Environmentalists and those opposing the 275 bed development at the informal Crown reserve at Brushy Rivulet have touted the presence of the nest as a key indicator of the conservation value of the area when arguing for drilling work to cease and the development to be moved.
A Department of Primary Industries, Parks, Water and Environment spokesman said the Forest Practices Authority carried out nest checks in Northern Tasmania, including in the Westbury area, on behalf of the forestry industry on Tuesday.
The findings have not yet been revealed but a resident reported seeing an eagle circling above the helicopter.
"This annual process involves the use of a helicopter to allow visual inspection of known eagle nests," the spokesman said.
"The purpose is to establish if eagles are using the nest in the current season to lay eggs and raise chicks.
"The checks are undertaken by eagle experts in accordance with agreed protocols with DPIPWE that have been designed to minimise any risk to eagles and eagle breeding."
The spokesman said nest checks provide valuable information used to plan for the conservation of eagle species and was not initiated as part of the Northern Regional Prison project.

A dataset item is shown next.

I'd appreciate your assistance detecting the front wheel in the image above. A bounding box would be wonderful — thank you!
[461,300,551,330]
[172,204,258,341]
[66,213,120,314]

Drilling works for geotechnical core testing at the Northern Regional Prison site will occur periodically over the coming weeks.
The government has said the works will be done outside a 500m no disturbance zone around the nest and not within a 1km line of site from it, as per Forest Practices guidelines.
Owner and director of Bonorong Wildlife Sanctuary, Greg Irons, said the guidelines are not best practice and if the checks reveal chicks or eggs are present in the nest at the edge of the 70ha site, drilling should cease until the end of the breeding season.
"Eagles use the same nests for generations," he said.
"If eagle's have successfully bred there then there's a good reason for that.
"That means it's of good conservation value generally, and should be left alone."
Mr Irons said there were also Tasmanian devils at the site.
"If you want a site that definitely doesn't have any of these animals being affected, use a paddock."